Giorgia era una alumna de bachillerato modelo a la vez que una reconocida música. Guapa y de buena familia, aparentemente era una muchacha envidiable desde todos los puntos de vista.

En 1994, Giorgia acudió a mi consulta presentando, pese a su apariencia, un severo y angustioso trastorno. La muchacha, tras una larga sesión de estudio y varias horas de práctica con la flauta, era presa de un auténtico y brutal ataque de hambre que la inducía a hartarse incluso de alimentos que no le gustaban, para luego, una vez completamente ahíta, provocarse el vómito.

A Giorgia la situación le daba mucha vergüenza y había hecho de todo para controlar el impulso, pero había tenido que rendirse: el deseo irrefrenable de comer y vomitar la dominaba.

Aunque la muchacha había conseguido mantener el problema en secreto durante un tiempo, su madre lo descubrió y ese descubrimiento la afectó de tal modo que obligó a su hija a someterse a una terapia. La llevó al psicoanalista al que ella misma acudía desde hacía muchos años, pero la primera impresión no fue muy afortunada y Giorgia se negó a ser tratada por él. Tras ese intento fallido, la muchacha se dirigió a mí.

En aquella época, estábamos experimentando junto con mis colaboradores las técnicas terapéuticas para la puesta a punto del protocolo de tratamiento específico propio para su tipología de trastorno.

Siguiendo las pautas de nuestra experimentación y tras haber explorado en la primera sesión las dinámicas personales e interpersonales de la paciente y la tipología del trastorno, le prescribí en términos claramente técnicos y directivos la intervención terapéutica que parecía ser la más adecuada según nuestras investigaciones aplicativas: «Desde ahora y hasta nuestro próximo encuentro dentro de dos semanas, tienes que comprometerte a seguir al pie de la letra lo que te voy a prescribir: cada vez que sientas que te invade el impulso de hartarte puedes hacerlo, pero cuando llegue el momento en que sientas el deseo de vomitar deberás detenerte y esperar una hora sin ingerir nada más; pasado este tiempo, podrás vomitar».

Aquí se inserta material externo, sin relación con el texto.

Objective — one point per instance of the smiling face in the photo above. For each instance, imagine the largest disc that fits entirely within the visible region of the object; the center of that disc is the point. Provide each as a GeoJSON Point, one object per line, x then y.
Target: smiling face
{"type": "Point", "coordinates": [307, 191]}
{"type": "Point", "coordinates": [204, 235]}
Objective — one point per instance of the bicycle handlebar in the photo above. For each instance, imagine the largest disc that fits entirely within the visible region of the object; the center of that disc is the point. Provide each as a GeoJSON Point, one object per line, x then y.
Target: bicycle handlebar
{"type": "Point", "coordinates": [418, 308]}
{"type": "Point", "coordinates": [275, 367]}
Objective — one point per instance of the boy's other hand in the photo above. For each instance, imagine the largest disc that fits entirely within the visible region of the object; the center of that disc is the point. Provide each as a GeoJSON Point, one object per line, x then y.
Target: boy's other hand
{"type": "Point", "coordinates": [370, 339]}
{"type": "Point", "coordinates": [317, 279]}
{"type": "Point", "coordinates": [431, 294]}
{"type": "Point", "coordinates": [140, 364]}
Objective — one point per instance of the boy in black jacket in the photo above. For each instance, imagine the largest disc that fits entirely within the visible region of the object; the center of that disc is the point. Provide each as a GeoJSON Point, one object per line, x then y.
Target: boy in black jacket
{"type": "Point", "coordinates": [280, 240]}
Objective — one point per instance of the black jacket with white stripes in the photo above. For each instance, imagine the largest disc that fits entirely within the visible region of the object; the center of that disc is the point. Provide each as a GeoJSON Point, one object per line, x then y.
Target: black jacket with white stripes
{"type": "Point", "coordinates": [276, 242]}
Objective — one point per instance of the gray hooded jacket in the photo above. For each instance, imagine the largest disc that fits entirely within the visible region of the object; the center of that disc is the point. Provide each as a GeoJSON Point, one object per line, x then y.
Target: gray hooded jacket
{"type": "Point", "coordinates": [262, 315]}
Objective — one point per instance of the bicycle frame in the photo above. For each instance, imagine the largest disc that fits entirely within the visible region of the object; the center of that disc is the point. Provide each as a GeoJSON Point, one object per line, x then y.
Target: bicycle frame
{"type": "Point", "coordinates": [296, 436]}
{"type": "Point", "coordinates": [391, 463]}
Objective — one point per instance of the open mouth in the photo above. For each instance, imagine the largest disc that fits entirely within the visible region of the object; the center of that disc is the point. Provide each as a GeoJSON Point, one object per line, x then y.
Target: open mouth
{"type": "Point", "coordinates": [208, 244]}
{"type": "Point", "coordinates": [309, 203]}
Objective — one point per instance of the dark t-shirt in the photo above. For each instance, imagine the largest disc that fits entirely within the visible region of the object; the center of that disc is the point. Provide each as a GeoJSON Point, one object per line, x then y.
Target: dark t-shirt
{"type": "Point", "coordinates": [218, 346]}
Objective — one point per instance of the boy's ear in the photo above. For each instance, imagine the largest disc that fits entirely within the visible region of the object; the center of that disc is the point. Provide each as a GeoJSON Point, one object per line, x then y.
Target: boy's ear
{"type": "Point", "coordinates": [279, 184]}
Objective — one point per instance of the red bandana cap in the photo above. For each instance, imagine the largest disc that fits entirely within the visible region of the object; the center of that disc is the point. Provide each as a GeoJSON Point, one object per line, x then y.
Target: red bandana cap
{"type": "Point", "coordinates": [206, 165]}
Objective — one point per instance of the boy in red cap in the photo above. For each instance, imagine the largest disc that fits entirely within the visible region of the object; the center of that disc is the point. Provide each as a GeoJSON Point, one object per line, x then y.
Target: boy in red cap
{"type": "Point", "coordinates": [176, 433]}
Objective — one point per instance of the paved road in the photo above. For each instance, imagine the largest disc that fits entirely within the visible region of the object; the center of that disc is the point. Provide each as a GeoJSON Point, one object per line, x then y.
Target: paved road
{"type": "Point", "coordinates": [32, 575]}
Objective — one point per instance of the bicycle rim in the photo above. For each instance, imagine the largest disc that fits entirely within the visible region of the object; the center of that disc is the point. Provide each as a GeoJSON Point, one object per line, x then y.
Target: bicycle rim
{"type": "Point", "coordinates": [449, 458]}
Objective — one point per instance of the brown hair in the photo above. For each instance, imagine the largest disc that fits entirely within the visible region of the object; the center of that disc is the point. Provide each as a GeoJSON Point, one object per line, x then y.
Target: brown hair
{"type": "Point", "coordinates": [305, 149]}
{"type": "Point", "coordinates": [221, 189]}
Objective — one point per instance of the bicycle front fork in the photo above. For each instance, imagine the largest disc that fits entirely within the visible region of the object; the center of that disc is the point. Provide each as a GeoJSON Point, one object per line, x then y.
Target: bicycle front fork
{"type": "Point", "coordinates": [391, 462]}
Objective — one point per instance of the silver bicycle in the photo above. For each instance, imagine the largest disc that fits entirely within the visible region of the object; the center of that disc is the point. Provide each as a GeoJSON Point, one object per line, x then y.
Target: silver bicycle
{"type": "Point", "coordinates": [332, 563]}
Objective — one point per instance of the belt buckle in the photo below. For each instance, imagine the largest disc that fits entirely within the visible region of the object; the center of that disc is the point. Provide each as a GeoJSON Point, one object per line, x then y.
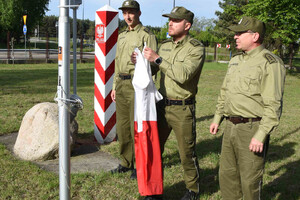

Giorgia, que era una estudiante obediente y una música acostumbrada a la disciplina, aceptó poner en práctica lo que desde el primer momento le pareció una auténtica tortura. Once días después de nuestra sesión recibí una llamada telefónica de la madre, quien me comunicó que su hija desde hacía unos días había dejado de comer y de vomitar, pero que estaba furiosa conmigo y no quería ni oír hablar de volver a verme.

Como se ve claramente, el éxito terapéutico coincidía con el fracaso de la terapia. Esto me hizo reflexionar mucho sobre lo importante que era, más allá de la técnica específica, dedicar mucha atención a la comunicación y a la relación terapéutica en la formulación de un tratamiento realmente eficaz para ese tipo de trastorno, puesto que quienes lo desarrollan poseen características personales especiales que no pueden ser ignoradas.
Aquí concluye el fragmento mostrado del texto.